Engineering is NOT defined as producing an ideal product, but one with certain user objectives, one of which is operation from 13.8VDC, and in a compact package that can be carried on an airplane to a DX operation. The K3 solves the latter design objectives quite well; while it's IMD is not wonderful at 100W, it's pretty good at the 25-50W level need to drive most power amps, and the real enemy of two radios in close proximity on the same band, phase noise, is spectacularly good. What matters about IMD are clicks and splatter when the signal is loudest, usually when it is driving a legal limit amp.

It's a byproduct of my work in the highest levels of pro audio, where I learned not to make the lab measurements of a distortion, but to measure the practical effects of it, clicks and splatter. And modern spectrum analyzers, like the P3/SVGA and lots of SDRs with good software blow away the lab gear for these measurements by at least two orders of magnitude! The frequency resolution of my HP8590D is only 100 Hz, compared to the P3 at a few Hz and the P3SVGA 10x better! Yes, the P3 can display only 80 dB of its 100 dB dynamic range on screen, but the bodies are buried in the range of 40-70 dB down!
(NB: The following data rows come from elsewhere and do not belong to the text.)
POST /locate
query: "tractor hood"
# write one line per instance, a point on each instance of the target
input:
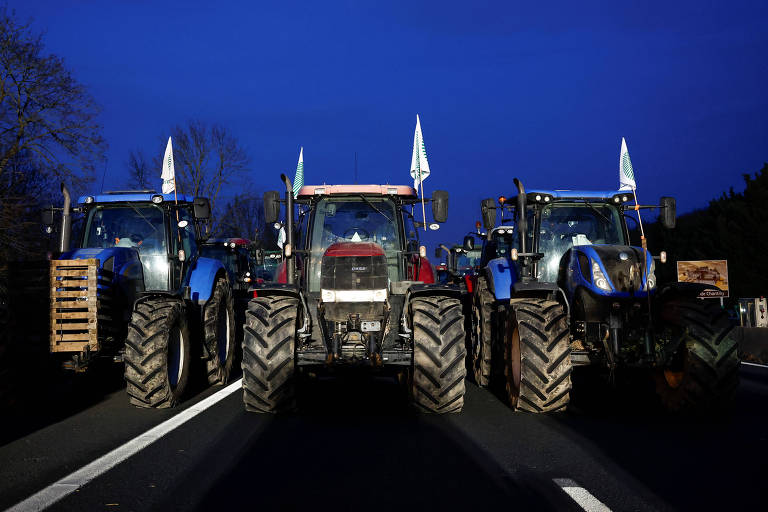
(121, 256)
(614, 270)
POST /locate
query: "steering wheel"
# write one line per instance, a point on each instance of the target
(363, 234)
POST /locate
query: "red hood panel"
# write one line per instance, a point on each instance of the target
(340, 249)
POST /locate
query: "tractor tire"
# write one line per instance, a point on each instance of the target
(704, 373)
(537, 357)
(269, 380)
(439, 353)
(482, 338)
(157, 353)
(219, 328)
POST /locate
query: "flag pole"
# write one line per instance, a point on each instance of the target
(423, 210)
(639, 221)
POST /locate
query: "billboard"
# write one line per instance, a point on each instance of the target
(710, 272)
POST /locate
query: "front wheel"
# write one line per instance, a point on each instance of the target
(157, 353)
(537, 356)
(269, 381)
(703, 374)
(219, 326)
(439, 352)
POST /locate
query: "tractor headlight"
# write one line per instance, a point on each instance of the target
(651, 279)
(599, 278)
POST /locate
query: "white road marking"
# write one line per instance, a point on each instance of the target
(74, 481)
(581, 496)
The K3 is a spectacularly good neighbor on CW, thanks to the carefully shaped keying -- my neighbor K6XX and I, about 3 miles apart, can run legal limit to serious antennas and work within 500 Hz of each other when contesting. And thanks to the control of phase noise, our CQP team could run K3s with KPA500s on the same band with in-line dipoles and Yagis from 80-10M.

At home, I learned that could run two K3s and Ten Tec legal limit 3CX800A7 amps on the SAME BAND, 20M and above, within 60 kHz of each other, feeding Yagis separated by 100 ft, colinear to each other, and not know the other transmitter was there!

There is FAR more to life than measurements of IMD test signals! A FAR better test of IMD is the measurement of the bandwidth of a signal using spectrum analysis capable of very narrow resolution bandwidth, like the P3 (a few Hz), or even better, the P3/SVGA (a few fractional Hz). Download and study
http://k9yc.com/P3_Spectrum_Measurements.pdf
and
http://k9yc.com/TXNoise.pdf

The first link shows measurements of my K3, pre-upgraded synths, driving a Ten Tec 425 (2 3CX800A7s), a KPA500, and another amp I sold as soon as I realized how dirty it was compared to the others. The second link is my analysis data ARRL Labs sent me in electronic form of their measurements of more than a dozen rigs, plotting all on the same graph making comparison jump out at you! It was motivated by complaints by WRTC participants of trash competitors in the same group of sites were generating with rigs like the FTDX1000.

BTW -- after I'd done the work for the first link, Warren Pratt, NR0V, inventor of Pure Signal and long-time running partner of Rob Sherwood, NC0B, demonstrated to me that the RX in the $900 ANAN transceiver could display fractional Hz resolution with 120 dB dynamic range with his software (for ANAN) running the radio. I bought one to use in my measurement lab! I've never used it as a transceiver.